Musings about Web Application Development

Friday, 11 July 2014

In the ideal world is a great way to start any thought, then reality comes in and kills all your big ideas.

If you were given a project that will start small and evolve into something bigger, how would you approach it? Would you build something expecting the future, or focus on what's required immediatley and worry about the future later? Personall I take the latter approach, but that's getting a little away from what I want to discuss.

I want to develop a website, it will run off a database, it will be load balanced between multiple servers, and it must be fast and secure.

There are a few things to take into consideration when approaching such a project.

The first couple of points are a matter of personal preference. Personally I would choose PostgreSQL and structure the data in the sanest way possible, and access data in the simplest most efficient way possible.

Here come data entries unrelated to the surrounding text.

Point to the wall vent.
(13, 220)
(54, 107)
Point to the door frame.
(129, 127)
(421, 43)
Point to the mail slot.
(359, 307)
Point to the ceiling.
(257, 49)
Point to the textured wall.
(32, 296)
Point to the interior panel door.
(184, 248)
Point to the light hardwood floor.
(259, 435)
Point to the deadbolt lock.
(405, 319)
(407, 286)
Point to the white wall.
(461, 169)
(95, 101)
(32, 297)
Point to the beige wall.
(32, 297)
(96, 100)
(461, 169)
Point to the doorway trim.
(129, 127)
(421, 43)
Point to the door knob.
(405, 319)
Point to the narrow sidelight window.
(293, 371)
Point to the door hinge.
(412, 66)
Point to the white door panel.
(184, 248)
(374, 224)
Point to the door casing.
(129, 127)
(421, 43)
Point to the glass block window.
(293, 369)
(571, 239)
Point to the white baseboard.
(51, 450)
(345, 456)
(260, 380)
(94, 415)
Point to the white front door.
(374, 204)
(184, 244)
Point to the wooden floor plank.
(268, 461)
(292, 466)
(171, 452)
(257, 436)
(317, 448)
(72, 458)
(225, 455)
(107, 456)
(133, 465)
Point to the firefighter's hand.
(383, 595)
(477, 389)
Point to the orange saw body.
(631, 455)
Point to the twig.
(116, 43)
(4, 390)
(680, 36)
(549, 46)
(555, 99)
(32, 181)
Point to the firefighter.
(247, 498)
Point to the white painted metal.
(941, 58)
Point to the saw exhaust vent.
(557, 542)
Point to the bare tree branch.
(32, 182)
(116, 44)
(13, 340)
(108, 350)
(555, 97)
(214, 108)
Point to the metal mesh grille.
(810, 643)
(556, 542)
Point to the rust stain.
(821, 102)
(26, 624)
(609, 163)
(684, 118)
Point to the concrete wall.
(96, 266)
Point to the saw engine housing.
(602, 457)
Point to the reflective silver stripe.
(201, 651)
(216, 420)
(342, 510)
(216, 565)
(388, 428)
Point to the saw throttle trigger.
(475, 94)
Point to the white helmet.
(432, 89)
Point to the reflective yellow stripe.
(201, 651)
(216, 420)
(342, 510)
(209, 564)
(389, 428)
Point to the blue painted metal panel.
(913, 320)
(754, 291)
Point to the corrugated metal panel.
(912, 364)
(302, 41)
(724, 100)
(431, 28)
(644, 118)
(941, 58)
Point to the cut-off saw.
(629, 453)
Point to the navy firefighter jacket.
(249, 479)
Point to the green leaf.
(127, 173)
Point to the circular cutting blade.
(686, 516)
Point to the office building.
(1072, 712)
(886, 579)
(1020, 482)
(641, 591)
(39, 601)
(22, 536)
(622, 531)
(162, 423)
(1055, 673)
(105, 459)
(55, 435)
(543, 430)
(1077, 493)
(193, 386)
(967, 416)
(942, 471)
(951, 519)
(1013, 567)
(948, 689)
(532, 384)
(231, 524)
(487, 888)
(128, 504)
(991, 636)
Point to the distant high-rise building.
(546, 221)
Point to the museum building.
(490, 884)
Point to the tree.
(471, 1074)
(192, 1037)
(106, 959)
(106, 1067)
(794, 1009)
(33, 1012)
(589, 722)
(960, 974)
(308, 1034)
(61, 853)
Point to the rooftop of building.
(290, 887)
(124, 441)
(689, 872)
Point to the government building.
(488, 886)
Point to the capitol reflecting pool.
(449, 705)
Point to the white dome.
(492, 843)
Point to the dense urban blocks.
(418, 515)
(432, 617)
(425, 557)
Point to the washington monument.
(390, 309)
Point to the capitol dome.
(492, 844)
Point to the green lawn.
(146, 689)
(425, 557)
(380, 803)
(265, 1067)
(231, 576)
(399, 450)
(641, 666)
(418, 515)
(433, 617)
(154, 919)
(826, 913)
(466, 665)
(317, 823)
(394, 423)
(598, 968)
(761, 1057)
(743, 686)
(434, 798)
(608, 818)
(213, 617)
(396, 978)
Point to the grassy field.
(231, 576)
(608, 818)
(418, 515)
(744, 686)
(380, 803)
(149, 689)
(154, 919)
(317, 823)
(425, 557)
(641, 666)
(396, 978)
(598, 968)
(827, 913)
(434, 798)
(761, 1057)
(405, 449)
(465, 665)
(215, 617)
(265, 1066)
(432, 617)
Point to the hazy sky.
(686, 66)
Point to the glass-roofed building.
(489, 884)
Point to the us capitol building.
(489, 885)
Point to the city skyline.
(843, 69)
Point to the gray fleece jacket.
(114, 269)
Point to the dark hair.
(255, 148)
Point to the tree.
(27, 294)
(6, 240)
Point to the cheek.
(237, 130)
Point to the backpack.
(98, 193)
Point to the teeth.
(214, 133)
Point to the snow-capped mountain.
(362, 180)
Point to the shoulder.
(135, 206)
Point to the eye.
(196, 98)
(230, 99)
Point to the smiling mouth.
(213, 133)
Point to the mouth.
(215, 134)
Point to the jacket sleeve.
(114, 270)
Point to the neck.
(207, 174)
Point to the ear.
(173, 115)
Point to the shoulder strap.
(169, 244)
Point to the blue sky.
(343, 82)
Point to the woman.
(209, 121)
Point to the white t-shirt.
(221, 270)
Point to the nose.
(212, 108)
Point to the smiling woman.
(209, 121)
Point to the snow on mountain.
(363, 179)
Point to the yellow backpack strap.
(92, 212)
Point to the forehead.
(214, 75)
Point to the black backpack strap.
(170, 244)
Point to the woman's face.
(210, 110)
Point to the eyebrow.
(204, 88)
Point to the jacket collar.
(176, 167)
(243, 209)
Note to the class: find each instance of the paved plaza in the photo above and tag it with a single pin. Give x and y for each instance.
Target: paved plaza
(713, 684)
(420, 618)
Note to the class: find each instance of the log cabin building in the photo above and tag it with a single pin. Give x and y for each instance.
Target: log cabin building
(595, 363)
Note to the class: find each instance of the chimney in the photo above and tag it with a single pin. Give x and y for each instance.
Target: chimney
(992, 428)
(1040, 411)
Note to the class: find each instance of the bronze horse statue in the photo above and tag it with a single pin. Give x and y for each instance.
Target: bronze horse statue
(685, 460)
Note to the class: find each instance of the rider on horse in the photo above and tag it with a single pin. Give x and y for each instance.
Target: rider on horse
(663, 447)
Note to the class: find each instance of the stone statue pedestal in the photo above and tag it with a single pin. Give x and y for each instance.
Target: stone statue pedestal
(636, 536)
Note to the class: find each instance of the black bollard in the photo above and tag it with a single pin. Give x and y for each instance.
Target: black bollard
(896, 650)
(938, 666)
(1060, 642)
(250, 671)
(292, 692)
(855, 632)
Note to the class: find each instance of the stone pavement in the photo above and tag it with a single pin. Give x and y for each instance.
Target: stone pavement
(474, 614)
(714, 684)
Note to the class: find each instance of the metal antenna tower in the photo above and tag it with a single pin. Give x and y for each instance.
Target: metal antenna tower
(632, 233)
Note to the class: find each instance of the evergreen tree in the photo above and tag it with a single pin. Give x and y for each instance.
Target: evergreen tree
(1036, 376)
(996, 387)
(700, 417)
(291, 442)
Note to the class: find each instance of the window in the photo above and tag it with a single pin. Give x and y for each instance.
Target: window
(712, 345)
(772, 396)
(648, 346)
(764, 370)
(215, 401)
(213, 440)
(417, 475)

Hosting is a cross of personal preference and funding available. Cloud seems like a good idea but can get expensive, though it does scale well. Dedicated is more stable when it comes to pricing, but also has its downfalls, such as scaling and updates.

What technology to code the website in is closer to what I want to discuss. I have come to the conclusion that my ideal website would be a single page application (SPA, probably heavily utilising AngularJS), with all its resources - images, scripts, styles - hosted in a geographically load balanced CDN, accessing an API that's hosted on geographically load balanced cloud servers that read from the same database.

So then, what technology do you code the back-end API in? The way I see it is that the API is a very light-weight way of accessing what's in the database. There shouldn't be mountains of logic in the website's API. It should be fast and responsive. Frameworks such as ASP.NET add a huge overhead to handling web requests. The API should only be concerned with what happens on the website and purely with that, the heavy-lifting should be done outside the scope of the website's API. When a request comes from the website to do some heavy processing a request should be passed off to the complex side of the system and handled there. Having clarified that, the website would probably best be written in pure C, D, Go or Rust. I've found vibe.d and would probably choose that because of a newfound interest in D.

Now that I have the API sorted, what processes the heavy tasks? How do I start those tasks? How do I notify the API when those tasks fail/succeed? I would probably use message queues (redis, RabbitMQ, Amazon SQS) to pass messages between the services. The consuming services could be written in anything, I would probably opt for either Python or C#.

How do I make sure the website will work in a load balanced environment? The issue is that an initial request may be made to server A, if subsequent requests are made to server B or C or D etc... how do I ensure the user doesn't notice the server switching? Ideally the services will all operate in a manner where context doesn't matter, to achieve this a cookie will be created to identify the user's session. Utilising either the core or an external redis/memcached database a list of sessions will be stored and used for validation on every request made by the client.

How do I stop the user from hijacking someone elses account? If you store the user access information in a cookie on the clients machine it leaves you vulnerable to attack, to avoid this you can use mechanisms such as HMAC-SHA1 to avoid this. I would also store a list of user_session's in the database that can be expired on demand to be sure. All communication will occur over HTTPS for that extra level of security. Each session will be unique to a browser and will be created when no valid session is found (i.e., the current session has been expired, or no priod session exists), in which case when a user authenticates the session is updated with the user's identifier, and when the logout all user specific information is disassociated from the account.